St. Mary Magdalene is a patron saint of apothecaries, the contemplative life, converts, penitent sinners, tanners, and women

Mary of Magdala was neither a prostitute nor – certainly not – the wife of the Lord. She was simply the woman possessed by seven demons who was rescued by Jesus and who followed him faithfully for the rest of her life.  Angels were the messengers of the Incarnation; God granted this woman, one of us, to be the messenger of the Resurrection.  She followed Him during His ministry, to the cross and to the empty tomb:  She has always been the example of great love and great forgiveness, one of those close to Jesus who grasped the truth of God’s love for human beings and spent her life bearing witness to that love.

July 26

Sts. Anne and Joachim

In the Scriptures, Matthew and Luke provide a legal family history of Jesus, tracing his ancestry from his adoptive father Joseph back to Adam, to show that Jesus is the culmination of the history of our salvation. But his mother’s family is neglected; even the names “Joachim” and “Anne” come from a source written more than a century after Jesus died.  Information concerning these parents of Mary is taken from apocryphal sources: The Gospel of the Nativity of Mary, the Gospel of PseudoMatthew, and the Protoevangelium of James. Whether we rely on the traditions about Mary’s childhood or make guesses from the information in the Bible, we see in her a fulfillment of many generations of prayerful persons, herself steeped in the religious traditions of her people.
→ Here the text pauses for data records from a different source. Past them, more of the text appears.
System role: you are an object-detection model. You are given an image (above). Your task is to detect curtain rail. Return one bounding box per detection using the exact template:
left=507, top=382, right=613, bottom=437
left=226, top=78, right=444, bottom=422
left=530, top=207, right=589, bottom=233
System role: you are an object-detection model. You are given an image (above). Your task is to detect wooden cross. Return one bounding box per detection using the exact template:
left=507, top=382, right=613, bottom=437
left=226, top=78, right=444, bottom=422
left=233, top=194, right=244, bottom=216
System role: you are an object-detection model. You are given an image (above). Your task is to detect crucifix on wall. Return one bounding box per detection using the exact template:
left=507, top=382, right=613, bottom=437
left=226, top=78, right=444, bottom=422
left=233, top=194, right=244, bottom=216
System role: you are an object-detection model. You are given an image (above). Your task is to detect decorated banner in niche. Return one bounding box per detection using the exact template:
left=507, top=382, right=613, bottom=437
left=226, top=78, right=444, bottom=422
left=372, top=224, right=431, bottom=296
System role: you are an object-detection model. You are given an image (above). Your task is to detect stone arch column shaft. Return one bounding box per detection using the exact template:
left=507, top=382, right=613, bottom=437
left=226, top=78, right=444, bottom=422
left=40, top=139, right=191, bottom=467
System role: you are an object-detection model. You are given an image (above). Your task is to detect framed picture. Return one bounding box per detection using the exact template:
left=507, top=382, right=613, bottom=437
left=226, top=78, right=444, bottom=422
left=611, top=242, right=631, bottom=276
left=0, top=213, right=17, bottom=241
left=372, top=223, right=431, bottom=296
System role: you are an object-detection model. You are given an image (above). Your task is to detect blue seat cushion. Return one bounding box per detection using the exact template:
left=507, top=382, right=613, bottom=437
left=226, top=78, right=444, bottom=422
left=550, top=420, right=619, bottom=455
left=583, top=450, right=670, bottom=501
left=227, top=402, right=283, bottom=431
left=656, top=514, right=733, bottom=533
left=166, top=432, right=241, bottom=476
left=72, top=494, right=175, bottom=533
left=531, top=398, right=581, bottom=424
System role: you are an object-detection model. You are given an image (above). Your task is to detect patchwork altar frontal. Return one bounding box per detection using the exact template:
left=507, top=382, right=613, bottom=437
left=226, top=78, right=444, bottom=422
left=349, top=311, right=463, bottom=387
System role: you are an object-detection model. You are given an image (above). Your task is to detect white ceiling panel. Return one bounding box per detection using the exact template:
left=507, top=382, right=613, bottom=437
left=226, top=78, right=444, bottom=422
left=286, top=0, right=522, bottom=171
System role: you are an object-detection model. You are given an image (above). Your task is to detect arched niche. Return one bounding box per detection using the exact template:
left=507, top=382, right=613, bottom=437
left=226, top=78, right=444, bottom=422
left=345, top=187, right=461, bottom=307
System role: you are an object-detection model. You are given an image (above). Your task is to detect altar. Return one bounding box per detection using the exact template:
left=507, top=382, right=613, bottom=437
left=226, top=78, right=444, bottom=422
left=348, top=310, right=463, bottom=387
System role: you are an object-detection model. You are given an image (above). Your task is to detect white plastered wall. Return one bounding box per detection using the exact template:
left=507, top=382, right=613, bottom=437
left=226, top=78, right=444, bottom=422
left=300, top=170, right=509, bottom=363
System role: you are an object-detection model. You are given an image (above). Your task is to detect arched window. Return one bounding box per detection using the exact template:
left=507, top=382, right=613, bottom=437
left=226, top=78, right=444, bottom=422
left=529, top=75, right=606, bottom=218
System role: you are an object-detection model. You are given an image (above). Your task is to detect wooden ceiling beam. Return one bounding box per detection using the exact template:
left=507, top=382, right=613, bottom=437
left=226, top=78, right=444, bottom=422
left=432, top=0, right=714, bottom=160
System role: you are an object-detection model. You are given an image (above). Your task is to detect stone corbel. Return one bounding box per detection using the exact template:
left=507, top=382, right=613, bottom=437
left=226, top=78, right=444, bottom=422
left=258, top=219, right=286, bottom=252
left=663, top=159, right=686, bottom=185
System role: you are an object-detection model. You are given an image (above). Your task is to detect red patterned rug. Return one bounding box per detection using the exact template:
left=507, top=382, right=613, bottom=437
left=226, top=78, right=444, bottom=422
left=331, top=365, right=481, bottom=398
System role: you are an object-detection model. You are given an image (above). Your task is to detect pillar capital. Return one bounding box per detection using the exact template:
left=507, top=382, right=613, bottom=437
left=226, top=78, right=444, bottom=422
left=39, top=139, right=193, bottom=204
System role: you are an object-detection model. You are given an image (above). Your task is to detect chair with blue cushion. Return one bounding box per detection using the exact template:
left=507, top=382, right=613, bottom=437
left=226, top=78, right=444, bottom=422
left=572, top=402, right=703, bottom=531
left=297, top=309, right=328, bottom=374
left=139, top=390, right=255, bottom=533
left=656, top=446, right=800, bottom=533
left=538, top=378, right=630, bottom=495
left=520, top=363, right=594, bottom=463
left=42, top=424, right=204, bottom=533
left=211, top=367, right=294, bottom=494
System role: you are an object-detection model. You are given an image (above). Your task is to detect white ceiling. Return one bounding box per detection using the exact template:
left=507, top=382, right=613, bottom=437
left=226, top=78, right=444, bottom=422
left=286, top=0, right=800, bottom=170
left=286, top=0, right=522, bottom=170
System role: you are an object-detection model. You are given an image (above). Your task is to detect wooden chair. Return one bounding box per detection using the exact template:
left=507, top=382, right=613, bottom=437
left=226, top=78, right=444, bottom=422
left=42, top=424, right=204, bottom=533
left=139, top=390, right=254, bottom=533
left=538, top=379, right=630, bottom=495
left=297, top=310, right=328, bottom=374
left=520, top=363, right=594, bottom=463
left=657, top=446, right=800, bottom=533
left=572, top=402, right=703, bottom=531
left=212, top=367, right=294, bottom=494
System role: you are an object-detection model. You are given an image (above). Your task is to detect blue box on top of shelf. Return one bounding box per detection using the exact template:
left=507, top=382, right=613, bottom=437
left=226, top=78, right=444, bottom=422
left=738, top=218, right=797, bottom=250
Anne was the wife of St. Joachim. St. Anne became popular in the Roman Church in the thirteenth century, having been venerated in the Eastern Church since earliest times. Anne and Joachim had been married for a long time without children. Both prayed for an end to their barrenness, and an angel appeared to Joachim and to Anne, while he was away, telling them that she was pregnant. The angel also told Anne that the fruit of her womb “shall be blessed by all the world.”


Many legends have flourished about Anne and Joachim, but little is known about their lives. Veneration of Anne has been constant throughout the history of the Church, particularly in Constantinople. There she was included in the calendar, one of the oldest documents of Christendom. Her feast was instituted in the Roman calendar in 1481 by Pope Sixtus IV and universally by Pope Gregory XIII. In 1969 the feast day of St Joachim and the feast day of St Anne were joined together to be celebrated on July 26 as the feast of Saints Joachim and Anne.

Sts. Anne and Joachim are the patron saints of grandparents.
St. Anne is a patron saint of mothers, grandmothers, nursemaids, and women in labor; and of Naples and Florence
St. Joachim is a patron of fathers and grandfathers.

“O blessed couple, all the world is indebted to you, for it is by your means that it can offer to its Creator the most excellent gift possible, her who is worthy to be Mother of his only son.”